The O(n) Club: Merge k Sorted Lists—How to Outsmart Brute Force (and Your Past Self)
⚡ TL;DR
Why manually stitch k sorted linked lists together when you can have Java’s PriorityQueue do it? Toss the head of each list into the heap, then always pop the smallest. Rinse, repeat, relish the O(N log k):
// Java: prioritizing your sanity PriorityQueue<ListNode> pq = new PriorityQueue<>((a, b) -> a.val - b.val); for (ListNode head : lists) if (head != null) pq.add(head); ListNode dummy = new ListNode(-1), tail = dummy; while (!pq.isEmpty()) { ListNode node = pq.poll(); tail.next = node; tail = tail.next; if (node.next != null) pq.add(node.next); } return dummy.next;
🧠 How Devs Usually Mess This Up
If your instinct is to merge lists one by one (as if punishing yourself for picking comp sci over art school), you’re not alone. Brute-forcing left-to-right is a great way to turn O(N log k) into O(kN)—wonderful for wasting CPU and your patience. Or, you might feel tempted to reconstruct every node into a new list, making every memory allocator in your system cry. Bonus fail points if you overlook empty lists and end up with a NullPointerException so dramatic the JVM tries to resign.

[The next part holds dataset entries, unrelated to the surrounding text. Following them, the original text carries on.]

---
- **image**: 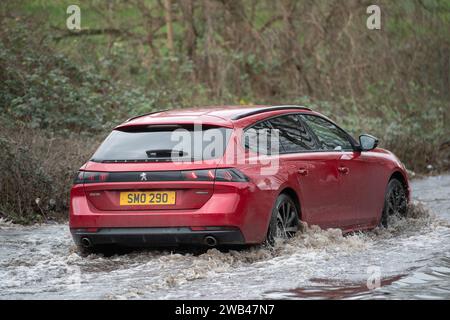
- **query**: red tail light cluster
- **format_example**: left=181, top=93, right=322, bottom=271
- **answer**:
left=74, top=168, right=248, bottom=184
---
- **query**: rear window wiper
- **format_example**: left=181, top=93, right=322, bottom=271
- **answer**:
left=145, top=149, right=188, bottom=158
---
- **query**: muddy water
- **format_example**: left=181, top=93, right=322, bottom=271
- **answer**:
left=0, top=175, right=450, bottom=299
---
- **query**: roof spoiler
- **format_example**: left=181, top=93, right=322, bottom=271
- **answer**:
left=231, top=105, right=312, bottom=120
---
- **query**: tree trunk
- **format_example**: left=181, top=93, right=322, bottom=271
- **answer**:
left=164, top=0, right=174, bottom=56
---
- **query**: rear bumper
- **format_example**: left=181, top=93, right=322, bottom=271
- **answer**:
left=70, top=227, right=245, bottom=247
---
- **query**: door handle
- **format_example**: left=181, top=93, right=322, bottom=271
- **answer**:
left=338, top=167, right=350, bottom=174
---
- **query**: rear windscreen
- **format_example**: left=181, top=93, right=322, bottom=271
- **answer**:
left=91, top=126, right=232, bottom=162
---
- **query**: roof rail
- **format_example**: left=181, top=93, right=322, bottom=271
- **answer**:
left=231, top=105, right=312, bottom=120
left=125, top=109, right=170, bottom=122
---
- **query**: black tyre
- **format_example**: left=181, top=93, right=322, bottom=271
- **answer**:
left=380, top=179, right=408, bottom=228
left=266, top=194, right=300, bottom=246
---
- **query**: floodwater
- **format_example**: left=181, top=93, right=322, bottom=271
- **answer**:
left=0, top=175, right=450, bottom=300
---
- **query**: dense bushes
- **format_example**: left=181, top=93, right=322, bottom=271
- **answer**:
left=0, top=122, right=101, bottom=223
left=0, top=24, right=154, bottom=132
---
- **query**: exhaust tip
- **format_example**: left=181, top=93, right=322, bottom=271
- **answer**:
left=80, top=238, right=92, bottom=248
left=204, top=236, right=217, bottom=247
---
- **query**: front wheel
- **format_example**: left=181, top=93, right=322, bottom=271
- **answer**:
left=266, top=194, right=300, bottom=246
left=381, top=179, right=408, bottom=228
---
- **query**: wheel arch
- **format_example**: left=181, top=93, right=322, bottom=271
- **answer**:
left=388, top=170, right=410, bottom=200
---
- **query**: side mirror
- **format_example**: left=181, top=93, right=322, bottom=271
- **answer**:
left=359, top=134, right=378, bottom=151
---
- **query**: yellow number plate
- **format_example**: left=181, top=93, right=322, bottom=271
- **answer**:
left=120, top=191, right=175, bottom=206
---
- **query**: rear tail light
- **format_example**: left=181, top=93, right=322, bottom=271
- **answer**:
left=74, top=168, right=249, bottom=184
left=73, top=171, right=109, bottom=184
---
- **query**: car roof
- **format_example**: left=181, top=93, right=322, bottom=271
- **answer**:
left=117, top=105, right=318, bottom=128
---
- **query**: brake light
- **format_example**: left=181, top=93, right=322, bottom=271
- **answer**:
left=73, top=171, right=109, bottom=184
left=73, top=168, right=249, bottom=184
left=215, top=168, right=248, bottom=182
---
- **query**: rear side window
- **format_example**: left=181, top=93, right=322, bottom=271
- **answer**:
left=91, top=126, right=232, bottom=162
left=300, top=114, right=353, bottom=151
left=269, top=114, right=318, bottom=153
left=244, top=121, right=280, bottom=155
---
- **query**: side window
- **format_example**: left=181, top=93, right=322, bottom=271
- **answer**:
left=269, top=114, right=318, bottom=153
left=301, top=115, right=353, bottom=151
left=244, top=121, right=281, bottom=155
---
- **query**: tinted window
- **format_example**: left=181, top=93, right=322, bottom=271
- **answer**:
left=92, top=126, right=231, bottom=162
left=244, top=121, right=281, bottom=154
left=301, top=115, right=353, bottom=151
left=270, top=114, right=317, bottom=153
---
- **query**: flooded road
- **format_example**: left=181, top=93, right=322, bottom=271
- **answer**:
left=0, top=175, right=450, bottom=299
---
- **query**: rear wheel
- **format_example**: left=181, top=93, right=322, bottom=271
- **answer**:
left=381, top=179, right=408, bottom=228
left=266, top=194, right=300, bottom=246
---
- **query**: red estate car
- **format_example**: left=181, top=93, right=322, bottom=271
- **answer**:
left=70, top=106, right=410, bottom=249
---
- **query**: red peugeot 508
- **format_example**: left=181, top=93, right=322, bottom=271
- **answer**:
left=70, top=106, right=410, bottom=249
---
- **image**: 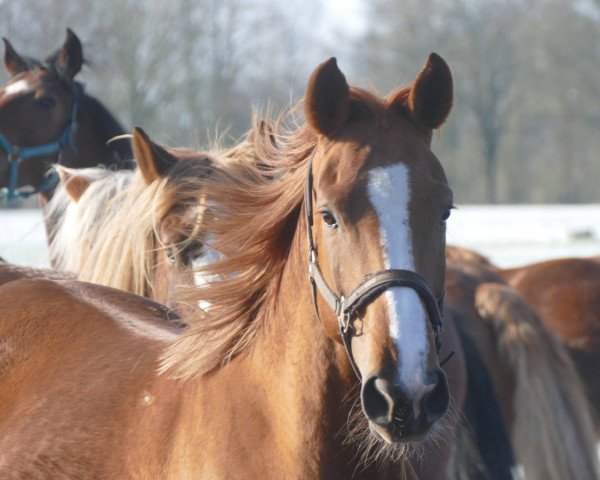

🔍 What’s Actually Going On
Imagine you’re a chef serving from k buffet lines. Each line is sorted—no, you don’t shove all of Line 1 onto the plate, then Line 2, then Line 3. Instead, you scan all the lines and always pick the tastiest (smallest value) morsel next, until every buffet is empty. The Java PriorityQueue is your cunning sous-chef—always handing you the next bite until all lists are devoured, and you only touched existing ingredients (nodes). Perfect for server logs, event streams, or feeling like a merge-sort master.
🛠️ PseudoCode
- Create a PriorityQueue: Inserts heads from every non-empty list.
PriorityQueue<ListNode> pq = ...
- Initialize your merged list’s dummy start: Keeps code neat and your pointer safe.
ListNode dummy = new ListNode(-1);
- Add the head node of each list: Skip nulls like unwanted RSVP emails.
for (ListNode head : lists) if (head != null) pq.add(head);
- While the PriorityQueue isn’t empty:
- Pop the smallest node from pq (
pq.poll()
). - Attach to merged list:
tail.next = node
. - Advance your tail pointer.
- If the node has a next, add it to pq.
- Pop the smallest node from pq (
- Return dummy.next (the merged beauty).